Mais moi, je crois au civisme, y compris de Patrick Pouyanné. Vous n'avez pas peur qu'ils partent ? Je ne crois pas qu'il est une entreprise française, c'est une entreprise qui fait partie de notre quotidien depuis si longtemps. Et je n'imagine pas, à chaque fois, c'est toujours la même histoire qu'on nous raconte, les grands patrons vont partir, les sièges sociaux vont s'exporter, etc. La vérité, c'est qu'heureusement, même ces gens-là savent très bien qu'ils peuvent ne pas augmenter les dividendes de 6%. C'est possible. Et ils savent très bien qu'ils comprennent les actionnaires ne les quitteront pas parce que ce sont des entreprises qui sont très profitables. C'est du cinéma.
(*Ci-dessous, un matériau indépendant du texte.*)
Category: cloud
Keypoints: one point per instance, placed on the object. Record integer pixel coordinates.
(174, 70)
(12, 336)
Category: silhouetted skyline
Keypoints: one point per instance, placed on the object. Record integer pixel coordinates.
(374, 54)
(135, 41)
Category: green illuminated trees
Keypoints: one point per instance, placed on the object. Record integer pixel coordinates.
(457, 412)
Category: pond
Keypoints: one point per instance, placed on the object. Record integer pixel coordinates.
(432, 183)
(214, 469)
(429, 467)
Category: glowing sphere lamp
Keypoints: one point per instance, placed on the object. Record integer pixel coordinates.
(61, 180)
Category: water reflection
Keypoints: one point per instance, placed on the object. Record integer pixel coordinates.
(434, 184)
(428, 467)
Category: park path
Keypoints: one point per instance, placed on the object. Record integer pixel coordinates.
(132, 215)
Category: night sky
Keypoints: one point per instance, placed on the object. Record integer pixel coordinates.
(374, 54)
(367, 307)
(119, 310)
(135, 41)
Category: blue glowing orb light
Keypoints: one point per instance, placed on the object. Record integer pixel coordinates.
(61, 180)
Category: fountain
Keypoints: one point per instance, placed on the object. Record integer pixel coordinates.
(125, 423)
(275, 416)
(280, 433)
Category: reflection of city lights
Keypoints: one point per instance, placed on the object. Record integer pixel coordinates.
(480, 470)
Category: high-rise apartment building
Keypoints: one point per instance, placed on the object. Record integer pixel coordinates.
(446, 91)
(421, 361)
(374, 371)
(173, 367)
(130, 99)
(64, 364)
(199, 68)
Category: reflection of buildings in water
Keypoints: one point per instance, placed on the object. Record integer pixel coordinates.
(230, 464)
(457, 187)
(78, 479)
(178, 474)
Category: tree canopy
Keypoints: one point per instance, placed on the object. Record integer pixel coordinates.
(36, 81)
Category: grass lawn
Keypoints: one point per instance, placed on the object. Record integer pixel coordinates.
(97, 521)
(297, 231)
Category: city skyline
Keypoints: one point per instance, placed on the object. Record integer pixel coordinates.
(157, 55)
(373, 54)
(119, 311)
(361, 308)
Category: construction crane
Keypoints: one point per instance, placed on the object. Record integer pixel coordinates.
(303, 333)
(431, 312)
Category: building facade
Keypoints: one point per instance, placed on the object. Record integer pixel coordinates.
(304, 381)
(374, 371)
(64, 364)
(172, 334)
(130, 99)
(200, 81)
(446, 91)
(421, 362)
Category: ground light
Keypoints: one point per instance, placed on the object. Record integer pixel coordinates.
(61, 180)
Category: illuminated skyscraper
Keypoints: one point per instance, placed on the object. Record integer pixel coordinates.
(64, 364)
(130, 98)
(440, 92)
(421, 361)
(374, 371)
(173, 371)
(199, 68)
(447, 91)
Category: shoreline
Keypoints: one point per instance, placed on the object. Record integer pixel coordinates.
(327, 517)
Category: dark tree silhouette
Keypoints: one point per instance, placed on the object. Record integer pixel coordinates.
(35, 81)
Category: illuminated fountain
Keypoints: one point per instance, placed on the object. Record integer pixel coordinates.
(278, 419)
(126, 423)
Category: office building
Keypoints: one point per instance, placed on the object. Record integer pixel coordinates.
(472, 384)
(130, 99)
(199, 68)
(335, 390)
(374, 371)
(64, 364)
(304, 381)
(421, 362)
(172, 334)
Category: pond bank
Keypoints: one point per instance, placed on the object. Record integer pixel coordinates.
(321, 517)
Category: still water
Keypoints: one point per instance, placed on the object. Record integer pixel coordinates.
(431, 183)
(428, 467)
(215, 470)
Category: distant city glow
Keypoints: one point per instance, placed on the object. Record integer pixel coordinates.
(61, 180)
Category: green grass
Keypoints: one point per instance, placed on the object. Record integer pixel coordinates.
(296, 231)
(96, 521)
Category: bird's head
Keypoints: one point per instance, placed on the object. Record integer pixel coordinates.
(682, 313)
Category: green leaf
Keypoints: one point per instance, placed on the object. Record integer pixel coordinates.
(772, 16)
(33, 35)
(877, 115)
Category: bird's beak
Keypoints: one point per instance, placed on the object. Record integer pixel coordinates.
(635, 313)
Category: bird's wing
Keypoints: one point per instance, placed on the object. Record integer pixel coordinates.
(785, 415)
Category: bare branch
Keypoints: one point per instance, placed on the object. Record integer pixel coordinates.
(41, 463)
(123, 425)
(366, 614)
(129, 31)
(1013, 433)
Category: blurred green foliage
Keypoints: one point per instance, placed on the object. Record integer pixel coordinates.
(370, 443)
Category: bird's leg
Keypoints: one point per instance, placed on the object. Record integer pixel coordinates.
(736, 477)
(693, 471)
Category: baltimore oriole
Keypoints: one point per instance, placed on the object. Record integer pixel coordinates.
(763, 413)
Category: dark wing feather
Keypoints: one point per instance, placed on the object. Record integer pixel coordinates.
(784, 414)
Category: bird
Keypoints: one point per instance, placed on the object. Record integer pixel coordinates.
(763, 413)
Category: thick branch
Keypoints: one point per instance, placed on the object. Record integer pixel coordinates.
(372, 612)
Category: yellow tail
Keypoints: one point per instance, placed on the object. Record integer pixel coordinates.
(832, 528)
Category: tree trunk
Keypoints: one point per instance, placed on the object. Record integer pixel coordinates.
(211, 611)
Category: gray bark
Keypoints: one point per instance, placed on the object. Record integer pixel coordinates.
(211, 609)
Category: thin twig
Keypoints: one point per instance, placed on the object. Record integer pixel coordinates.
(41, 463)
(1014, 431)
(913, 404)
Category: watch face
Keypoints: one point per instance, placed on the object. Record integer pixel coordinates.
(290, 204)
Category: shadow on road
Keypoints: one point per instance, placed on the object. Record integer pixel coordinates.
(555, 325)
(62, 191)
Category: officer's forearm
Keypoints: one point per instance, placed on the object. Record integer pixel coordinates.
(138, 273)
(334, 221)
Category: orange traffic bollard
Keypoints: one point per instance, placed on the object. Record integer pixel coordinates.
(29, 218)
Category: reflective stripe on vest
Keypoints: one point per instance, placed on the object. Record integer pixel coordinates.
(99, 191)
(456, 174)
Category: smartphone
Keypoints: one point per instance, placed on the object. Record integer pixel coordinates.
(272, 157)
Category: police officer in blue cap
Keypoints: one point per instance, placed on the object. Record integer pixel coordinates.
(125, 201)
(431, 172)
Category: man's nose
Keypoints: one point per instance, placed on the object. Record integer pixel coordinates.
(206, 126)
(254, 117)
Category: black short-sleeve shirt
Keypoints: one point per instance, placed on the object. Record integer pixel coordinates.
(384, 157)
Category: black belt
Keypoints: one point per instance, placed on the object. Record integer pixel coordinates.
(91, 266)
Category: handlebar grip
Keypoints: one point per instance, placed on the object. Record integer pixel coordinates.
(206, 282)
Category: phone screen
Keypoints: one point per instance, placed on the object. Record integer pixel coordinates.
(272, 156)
Et donc, il y a beaucoup de cinéma autour de tout ça. Et la réalité, c'est qu'il n'y a aucun risque de voir Total s'enfuir où que ce soit.

5:52
Présentateur

Total dit, on les partage les bénéfices puisqu'on a bloqué les prix. Et c'est vrai que ce sont les seules stations-service où les prix du diesel et du sans-plomb sont plafonnés. Ce n'est pas suffisant ? Ils vont annoncer la prolongation pour le mois de mai

6:04
Olivier Faure

de ce plafonnement ? Ce n'est pas suffisant. La preuve en est, c'est qu'ils ont réalisé des bénéfices extraordinaires. parce que, enfin, on ne va pas entrer dans la technique trop, mais en réalité, c'est parce que Total a été habile en achetant tôt des flux de pétrole disponibles. Et donc, quand le cours... On ne peut pas leur reprocher

6:28
Présentateur

de mal gérer, on ne peut pas leur reprocher d'être habile.

6:30
Olivier Faure

Mais on ne peut pas leur reprocher quoi que ce soit, on ne peut pas leur reprocher l'habileté. Moi, ce que je dis simplement, c'est que leur part de civisme, c'est que quand un pays va mal, quand les Français vont mal, les entreprises qui sont très profitables, elles doivent contribuer en acceptant une accession de leurs super profits.

6:45
Présentateur

Emmanuel Macron a appelé le gouvernement à réfléchir à de nouvelles réponses. Le Premier ministre Sébastien Lecornu a dit à peu près la même chose. Pourquoi ne pas baisser les taxes sur le carburant ? Il y avait à l'époque une baisse sur la TIPP qu'on appelle... qui a changé de nom aujourd'hui, mais c'est le même principe. Et sous Lionel Jospin, en 2001, cette TIPP avait été baissée et ça avait fait baisser le prix du litre de 60 centimes, je crois, à l'époque, pourquoi ne pas retourner dans ce dispositif ?

7:11
Olivier Faure

Si vous voulez qu'on entre dans la technique, on le peut le faire. Non, ce n'est pas technique,

7:18
Présentateur

c'est politique.

7:19
Olivier Faure

Oui, mais la réalité, il y a deux réalités. Il y a une réalité technique dans laquelle on ne rentrera pas et il y a une deuxième réalité, c'est qu'en fait, on peut réinstaller un bouclier tarifaire. Mais le bouclier tarifaire, il se compte en milliards. Or, vous l'avez compris, l'État ne récupère pas des milliards. 170 millions pour l'instant, d'après ce que dit le gouvernement.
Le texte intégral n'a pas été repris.